Ses opposants de 2013 ne sont plus dans le décor. Gaston Vachon n’a pas été revu depuis son revers et Pierre Rhéaume est à sa place à la direction générale de la Chambre de commerce. Il en a même plein les bottes. À l’interne? On doute que David Bousquet ait le courage de faire le grand saut, lui qui laisse même planer un doute sur un éventuel retour en tant que conseiller. Misons un autre 2 $ facile sur son retour. Mais il y aura assurément pas mal de sang neuf au conseil puisque des départs ont été annoncés. Nous regretterons particulièrement celui du conseiller Donald Côté si ce dernier devait confirmer les rumeurs qui circulent à cet effet. On raconte aussi entre les branches que les forces souverainistes locales seraient tentées d’infiltrer un conseil municipal trop libéral à leur goût. 

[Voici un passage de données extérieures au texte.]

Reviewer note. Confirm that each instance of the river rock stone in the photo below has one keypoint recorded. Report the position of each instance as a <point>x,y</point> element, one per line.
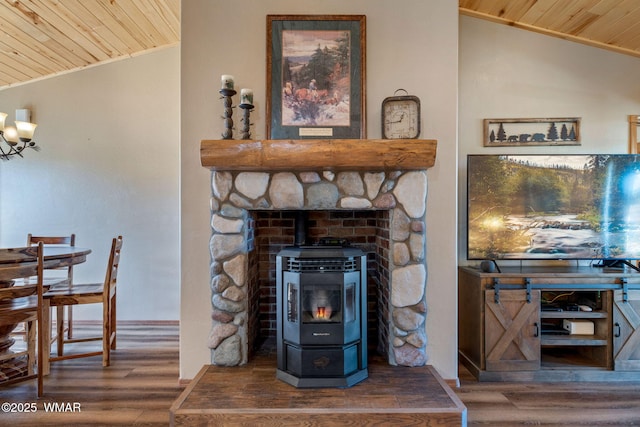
<point>236,268</point>
<point>220,332</point>
<point>225,245</point>
<point>400,226</point>
<point>226,226</point>
<point>229,352</point>
<point>407,285</point>
<point>221,182</point>
<point>233,293</point>
<point>323,195</point>
<point>407,319</point>
<point>350,183</point>
<point>224,304</point>
<point>408,355</point>
<point>286,192</point>
<point>252,184</point>
<point>411,192</point>
<point>355,203</point>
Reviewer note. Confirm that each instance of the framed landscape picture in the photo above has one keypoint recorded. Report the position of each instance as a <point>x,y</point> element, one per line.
<point>316,77</point>
<point>531,132</point>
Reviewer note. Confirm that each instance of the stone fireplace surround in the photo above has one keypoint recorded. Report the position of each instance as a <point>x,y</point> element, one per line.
<point>248,185</point>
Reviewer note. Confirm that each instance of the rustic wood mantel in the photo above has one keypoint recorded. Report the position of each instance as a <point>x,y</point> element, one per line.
<point>314,154</point>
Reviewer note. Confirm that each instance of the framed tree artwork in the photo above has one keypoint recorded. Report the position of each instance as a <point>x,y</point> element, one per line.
<point>531,132</point>
<point>316,77</point>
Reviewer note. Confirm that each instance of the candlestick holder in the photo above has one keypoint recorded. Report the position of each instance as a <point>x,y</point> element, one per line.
<point>246,123</point>
<point>228,112</point>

À défaut de trouver un candidat pour la mairie, on procèderait par la bande en visant les postes de conseillers, dont dans le district Saint-Thomas-d’Aquin où Jacques Denis aurait de l’opposition. Ailleurs dans la MRC, il faut s’attendre aussi à de l’action et des changements de garde du côté de Sainte-Madeleine et de Sainte-Marie-Madeleine où l’éternel maire Lacombe doit trouver le temps bien long. Du côté de Sainte-Hélène également, les prochaines élections municipales pourraient être animées, paraît-il.

Parmi les autres dossiers qui retiendront notre attention en 2017, il y aura la succession de Gabriel Michaud à la direction générale de la MRC. Réjean Pion nous semble trop confortable du côté de la Régie des déchets pour se manifester, malgré son profil intéressant. Au niveau économique, le dossier majeur en 2017 dans la région sera celui d’Exceldor, du côté de Saint-Damase. On devrait en savoir davantage sur ses intentions cet hiver, quant à une relocalisation du côté de Saint-Hyacinthe. Le statu quo à Saint-Damase serait écarté et on parlerait maintenant d’un investissement de 100 M$. 

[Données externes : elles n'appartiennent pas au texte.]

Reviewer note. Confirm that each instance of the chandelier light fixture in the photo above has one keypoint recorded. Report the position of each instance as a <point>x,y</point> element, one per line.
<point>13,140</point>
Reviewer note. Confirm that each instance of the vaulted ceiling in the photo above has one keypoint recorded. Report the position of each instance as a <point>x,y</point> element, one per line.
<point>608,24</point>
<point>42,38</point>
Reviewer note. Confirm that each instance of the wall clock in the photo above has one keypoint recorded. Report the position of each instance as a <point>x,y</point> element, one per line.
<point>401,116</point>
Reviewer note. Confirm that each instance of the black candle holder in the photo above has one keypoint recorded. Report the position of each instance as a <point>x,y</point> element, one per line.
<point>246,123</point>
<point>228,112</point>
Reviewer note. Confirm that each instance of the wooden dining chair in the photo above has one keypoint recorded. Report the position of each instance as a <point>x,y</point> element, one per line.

Nous aurons également à l’œil le dossier de la biométhanisation et l’avancement des travaux entourant la construction du centre de congrès et de l’hôtel Sheraton. Avec un peu de chance, la prochaine campagne électorale nous permettra peut-être d’éclaircir les zones grises qui subsistent autour des ententes secrètes entre la Ville de Saint-Hyacinthe et Beauward. Enfin, c’est aussi en 2017 que la Ville de Saint-Hyacinthe devrait confirmer qu’elle va de l’avant avec le prolongement du tunnel Casavant. On a assez niaisé avec ça.

Tout ça pour dire que l’année 2017 s’annonce excitante au possible. Et encore, bien des surprises, bonnes et mauvaises, vont s’ajouter en cours de route. Et c’est tant mieux pour nous!